The Amazon’s dilemma: water and oil

A large proportion of the water that feeds the Amazon originates in the Ecuadorian Andes. The Anzú River flows through Sumak Kawsay and into the Napo River, one of the Amazon’s largest tributaries, before travelling over 6,000 kilometres to reach the Atlantic Ocean.

However, this water is constantly at risk of pollution from illegal mining, waste, and oil extraction. Access to raw materials is easier at the edge of the Amazon basin, so the risk of pollution is high. Yet many people depend on clean water reaching them, from Ecuador to the Atlantic coast. This is not an easy endeavour.

Oil transport in Ecuador.
Flames at extracting point in the jungle.

The region is rich in oil. We have also benefited from this. In Ecuador, the state regulates the price of diesel, which costs the same at every petrol station: just under 50 US cents per litre.

However, it is the black gold that attracts companies. They buy (or take over) land, build infrastructure for oil production, and set fire to it. It’s a surreal image: red flames in a green labyrinth. Pollution is not their problem; it all flows away — what’s gone is gone. The people, animals and plants living along the next thousand or so kilometres of the river have to find out for themselves where they can get clean water.

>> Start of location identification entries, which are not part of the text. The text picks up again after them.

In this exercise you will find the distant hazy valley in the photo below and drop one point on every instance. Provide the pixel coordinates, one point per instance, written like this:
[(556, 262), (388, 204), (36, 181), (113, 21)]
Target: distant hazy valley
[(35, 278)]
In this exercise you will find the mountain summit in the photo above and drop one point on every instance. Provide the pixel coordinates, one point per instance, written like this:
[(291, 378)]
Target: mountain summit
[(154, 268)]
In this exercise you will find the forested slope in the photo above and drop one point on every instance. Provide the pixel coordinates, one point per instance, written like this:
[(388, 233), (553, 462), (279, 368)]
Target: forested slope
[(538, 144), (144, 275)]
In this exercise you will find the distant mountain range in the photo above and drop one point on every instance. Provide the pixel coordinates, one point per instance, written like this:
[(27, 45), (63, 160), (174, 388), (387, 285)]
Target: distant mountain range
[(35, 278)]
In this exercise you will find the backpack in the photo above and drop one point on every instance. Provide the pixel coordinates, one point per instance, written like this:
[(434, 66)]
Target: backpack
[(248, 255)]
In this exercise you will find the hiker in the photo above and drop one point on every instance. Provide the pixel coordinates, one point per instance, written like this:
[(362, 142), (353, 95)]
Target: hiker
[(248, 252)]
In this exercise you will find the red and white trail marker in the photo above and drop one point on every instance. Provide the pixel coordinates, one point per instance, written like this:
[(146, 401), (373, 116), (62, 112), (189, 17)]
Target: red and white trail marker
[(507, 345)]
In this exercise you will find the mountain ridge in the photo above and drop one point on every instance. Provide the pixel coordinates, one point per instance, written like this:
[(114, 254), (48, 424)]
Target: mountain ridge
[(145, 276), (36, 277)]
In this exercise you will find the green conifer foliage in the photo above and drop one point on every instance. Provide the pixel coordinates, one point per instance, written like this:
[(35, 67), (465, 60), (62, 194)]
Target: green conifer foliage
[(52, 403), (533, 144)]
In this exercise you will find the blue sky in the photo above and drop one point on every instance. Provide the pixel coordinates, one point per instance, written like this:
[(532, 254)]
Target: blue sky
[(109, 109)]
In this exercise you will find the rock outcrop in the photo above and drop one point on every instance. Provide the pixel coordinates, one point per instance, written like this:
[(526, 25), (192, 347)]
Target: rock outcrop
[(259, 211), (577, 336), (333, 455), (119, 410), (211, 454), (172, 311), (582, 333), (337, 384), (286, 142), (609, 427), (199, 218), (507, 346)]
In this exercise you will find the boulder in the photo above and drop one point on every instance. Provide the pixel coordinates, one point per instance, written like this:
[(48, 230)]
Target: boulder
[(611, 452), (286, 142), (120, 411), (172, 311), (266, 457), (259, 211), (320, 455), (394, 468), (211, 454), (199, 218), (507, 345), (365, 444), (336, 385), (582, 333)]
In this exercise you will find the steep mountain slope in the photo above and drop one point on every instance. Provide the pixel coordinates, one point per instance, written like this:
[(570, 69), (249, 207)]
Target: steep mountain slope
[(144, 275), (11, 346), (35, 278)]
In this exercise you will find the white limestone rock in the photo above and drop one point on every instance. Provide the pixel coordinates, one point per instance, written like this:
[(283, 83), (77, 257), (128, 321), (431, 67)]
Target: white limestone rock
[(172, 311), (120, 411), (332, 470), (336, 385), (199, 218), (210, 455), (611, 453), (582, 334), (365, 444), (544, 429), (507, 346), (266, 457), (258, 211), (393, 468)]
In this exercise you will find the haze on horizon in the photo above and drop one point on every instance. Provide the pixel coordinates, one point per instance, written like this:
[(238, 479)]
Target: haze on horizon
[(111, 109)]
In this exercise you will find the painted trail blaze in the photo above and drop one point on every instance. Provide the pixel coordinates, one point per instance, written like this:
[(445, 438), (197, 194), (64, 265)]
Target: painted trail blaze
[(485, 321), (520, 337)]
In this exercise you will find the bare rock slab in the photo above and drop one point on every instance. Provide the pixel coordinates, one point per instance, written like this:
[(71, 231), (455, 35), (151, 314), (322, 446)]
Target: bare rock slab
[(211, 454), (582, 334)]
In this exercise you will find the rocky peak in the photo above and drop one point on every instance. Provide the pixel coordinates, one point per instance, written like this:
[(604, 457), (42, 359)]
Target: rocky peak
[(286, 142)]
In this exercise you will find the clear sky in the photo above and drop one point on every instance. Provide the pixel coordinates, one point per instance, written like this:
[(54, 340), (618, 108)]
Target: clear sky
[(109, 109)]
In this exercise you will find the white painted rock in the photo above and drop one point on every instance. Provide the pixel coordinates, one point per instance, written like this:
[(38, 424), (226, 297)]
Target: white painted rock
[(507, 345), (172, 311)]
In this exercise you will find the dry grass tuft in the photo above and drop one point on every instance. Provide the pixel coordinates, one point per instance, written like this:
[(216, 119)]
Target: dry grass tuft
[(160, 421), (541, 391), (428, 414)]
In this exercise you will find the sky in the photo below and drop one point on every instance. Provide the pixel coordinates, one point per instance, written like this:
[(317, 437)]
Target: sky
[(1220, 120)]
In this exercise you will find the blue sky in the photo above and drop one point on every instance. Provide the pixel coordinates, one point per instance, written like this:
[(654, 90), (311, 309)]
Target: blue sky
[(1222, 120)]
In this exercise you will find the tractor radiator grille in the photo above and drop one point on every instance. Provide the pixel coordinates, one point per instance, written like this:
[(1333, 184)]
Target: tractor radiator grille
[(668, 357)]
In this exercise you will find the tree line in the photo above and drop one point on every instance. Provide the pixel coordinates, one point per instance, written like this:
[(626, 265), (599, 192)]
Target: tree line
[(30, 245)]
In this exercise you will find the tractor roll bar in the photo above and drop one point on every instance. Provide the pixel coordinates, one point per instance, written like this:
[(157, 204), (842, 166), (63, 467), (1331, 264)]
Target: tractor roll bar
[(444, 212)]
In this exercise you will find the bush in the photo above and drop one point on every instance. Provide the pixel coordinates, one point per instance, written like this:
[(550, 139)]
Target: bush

An amphibian catalogue as a weapon

The wild and winding Anzú River still flows through the gorges of Sumak Kawsay, from where the water has a long journey ahead. The family has managed to fight back against the oil giant. In order to do so, they have compiled the region’s first amphibian catalogue. Over 72 species were recorded, clearly demonstrating the loss that would result from oil extraction.

Frogs at Sumak. ©M.Schumacher
Frogs at Sumak. ©M.Schumacher
Frogs at Sumak. ©M.Schumacher

The catalogue became a treasure. One that took effort to compile. A treasure that ultimately weighed more than money. A small victory for nature.

A birthday present – for us

We came across Sumak by chance. Michi saw a spot on Google Maps and we thought it was a good idea to check it out.

The whole family was gathered around the table — it was Mama Gloria’s birthday! As warm-hearted as they are, they invited us to join them for lunch. It was our second lunch that day, and we didn’t want to be rude, so we forced our full stomachs to take in some more food. The food was delicious, but it was just too much for us.

Henry then showed us around. Although we couldn’t stay in the Land Cruiser — you have to walk the last 15 minutes — they convinced us to stay for a few days. We slept on the top floor in a double bed and were lulled to sleep and woken up again by the sounds of animals.

Our aim was to see snakes, as there are said to be many there. We weren’t lucky, but there were plenty of frogs, rivers and adventures. Four days later, with full stomachs and feeling rested, we sadly said our goodbyes. But one thing is for sure: it won’t be our last visit to Sumak Kawsay in Situ.